Schemen im Zwielicht des Sommers – Teil 1
vom 15. August 2008 um 08:55 von Markus Slobodeaniuk
Wenn man auf ein langes Leben zurückblickt, ist es erstaunlich, wie kurz die Zeiten sind, die es völlig verändern.
„Die Saison ist vorbei“, meinte Martin und seine Stimme schwang voller Melancholie durch die Nachmittagssonne. Es war das letzte Wochenende im August und die Sonne schien noch warm in den späten Nachmittagsstunden auf seinen nackten Körper wie er auf dem kleinen Grasstück vor mir lag. Dennoch sorgte der leichte Wind auch hier zwischen den zahlreichen Büschen und kleinen Waldstücken am Rande der großen Ackerfläche für ein Gefühl von Kühle und herannahendem Winter.
Ich schaute zu ihm rüber, ließ meinen Blick über ihn wandern und betrachtete die dicke Cremeschicht gegen die allergische Reaktion gegen Latex, darunter schimmerte feuriges Rot durch und ergab auf dem Gras und im Licht des Spätsommers ein faszinierendes Bild von Leben. ‚Er wußte, dass dies geschehen würde‘, schoß es mir durch den Kopf, ‚und dennoch hat die Momente genauso gewollt und genossen wie Du eben‘. Es war schwer vorstellbar für mich – würde ich genauso handeln und für die paar Minuten Spaß dies auf mich nehmen oder eher genau wie ich es ohnehin aus vielen anderen Gründen tat, einfach lieber den passiven Part leben? Ich wußte es nicht.

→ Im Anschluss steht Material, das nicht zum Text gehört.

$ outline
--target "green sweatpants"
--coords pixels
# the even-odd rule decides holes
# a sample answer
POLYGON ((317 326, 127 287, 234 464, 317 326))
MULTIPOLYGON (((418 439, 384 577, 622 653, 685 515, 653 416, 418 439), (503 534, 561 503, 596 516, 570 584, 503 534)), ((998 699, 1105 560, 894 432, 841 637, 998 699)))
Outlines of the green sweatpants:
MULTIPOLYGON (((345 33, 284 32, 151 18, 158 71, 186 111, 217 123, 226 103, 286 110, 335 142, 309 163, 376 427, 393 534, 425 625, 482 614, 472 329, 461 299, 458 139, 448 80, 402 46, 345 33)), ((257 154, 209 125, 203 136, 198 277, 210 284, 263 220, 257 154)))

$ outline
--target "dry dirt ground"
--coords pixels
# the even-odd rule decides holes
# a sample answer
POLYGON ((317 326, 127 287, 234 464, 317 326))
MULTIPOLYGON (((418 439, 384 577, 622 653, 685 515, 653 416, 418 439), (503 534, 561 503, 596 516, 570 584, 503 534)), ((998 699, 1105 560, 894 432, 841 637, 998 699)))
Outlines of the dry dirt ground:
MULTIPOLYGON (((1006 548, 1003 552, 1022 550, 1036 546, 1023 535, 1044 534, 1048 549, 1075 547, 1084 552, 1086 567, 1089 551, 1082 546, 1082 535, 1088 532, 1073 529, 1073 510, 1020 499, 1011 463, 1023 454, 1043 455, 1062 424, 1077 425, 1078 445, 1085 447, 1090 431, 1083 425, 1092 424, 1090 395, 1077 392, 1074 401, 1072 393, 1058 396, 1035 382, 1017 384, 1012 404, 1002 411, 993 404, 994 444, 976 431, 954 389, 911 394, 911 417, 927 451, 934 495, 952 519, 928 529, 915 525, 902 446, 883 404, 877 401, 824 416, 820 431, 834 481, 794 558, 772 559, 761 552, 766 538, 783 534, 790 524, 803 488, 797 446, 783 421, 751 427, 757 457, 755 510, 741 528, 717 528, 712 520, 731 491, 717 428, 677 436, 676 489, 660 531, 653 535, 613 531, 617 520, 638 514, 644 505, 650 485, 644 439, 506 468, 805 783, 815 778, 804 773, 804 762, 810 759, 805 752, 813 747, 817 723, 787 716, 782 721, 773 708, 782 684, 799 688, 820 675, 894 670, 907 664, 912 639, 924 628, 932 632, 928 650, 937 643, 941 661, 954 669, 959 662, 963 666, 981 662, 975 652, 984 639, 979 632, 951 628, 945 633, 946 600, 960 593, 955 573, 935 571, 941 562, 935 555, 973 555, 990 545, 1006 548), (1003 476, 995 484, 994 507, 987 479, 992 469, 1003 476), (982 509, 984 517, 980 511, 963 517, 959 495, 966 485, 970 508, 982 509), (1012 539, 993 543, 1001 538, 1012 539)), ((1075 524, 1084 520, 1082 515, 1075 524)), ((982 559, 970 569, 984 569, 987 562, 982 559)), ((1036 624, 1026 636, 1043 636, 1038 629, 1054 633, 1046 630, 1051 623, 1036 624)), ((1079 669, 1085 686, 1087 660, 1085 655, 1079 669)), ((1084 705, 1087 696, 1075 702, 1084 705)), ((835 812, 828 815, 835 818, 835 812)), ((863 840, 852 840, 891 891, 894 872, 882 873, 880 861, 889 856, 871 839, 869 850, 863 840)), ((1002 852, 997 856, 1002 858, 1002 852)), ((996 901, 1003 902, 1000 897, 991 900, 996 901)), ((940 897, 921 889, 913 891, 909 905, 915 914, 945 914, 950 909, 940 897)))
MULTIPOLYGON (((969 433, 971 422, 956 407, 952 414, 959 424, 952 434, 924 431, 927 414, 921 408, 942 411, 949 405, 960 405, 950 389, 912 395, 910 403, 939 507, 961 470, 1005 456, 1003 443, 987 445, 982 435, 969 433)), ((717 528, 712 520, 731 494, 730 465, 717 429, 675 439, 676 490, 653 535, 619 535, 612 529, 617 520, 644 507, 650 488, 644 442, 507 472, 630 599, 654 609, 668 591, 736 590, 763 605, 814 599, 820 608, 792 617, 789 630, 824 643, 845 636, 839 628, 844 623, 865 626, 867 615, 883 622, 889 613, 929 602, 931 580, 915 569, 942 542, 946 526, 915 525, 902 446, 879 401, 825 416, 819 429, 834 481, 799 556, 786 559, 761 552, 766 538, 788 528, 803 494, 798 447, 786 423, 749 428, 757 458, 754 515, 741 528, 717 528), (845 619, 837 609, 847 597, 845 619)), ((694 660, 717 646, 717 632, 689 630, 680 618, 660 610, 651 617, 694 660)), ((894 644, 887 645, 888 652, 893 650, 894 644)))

Vor ein paar Minuten waren wir uns auf einem der Pfade durch das kleine Waldstück begegnet. Ich war ein paar Schritte auf den Waldwegen gegangen, hatte hier und dorthin geschaut, was sich an Männern durch die Baumreihen bewegte und war dann abwartend auf einer kleinen Lichtung stehengeblieben. Martin tauchte ganz plötzlich am Wegesrand auf, bekleidet nur mit ein paar Schuhen und weiten, längeren Shorts, glänzte sein freier Oberkörper weißbräunlich im Halbdunkel des Waldes hervor. Unsere Blicke begegneten sich, ein kurzes Mustern, das Aufblitzen von Interesse auf der Gegenseite. Ich drehte mich vom Weg weg, halb um meine Rückseite zur Schau zu stellen, halb um zu zeigen, dass ich nicht bei jedem sofort springen würde, der hier auftauchte und gut aussah.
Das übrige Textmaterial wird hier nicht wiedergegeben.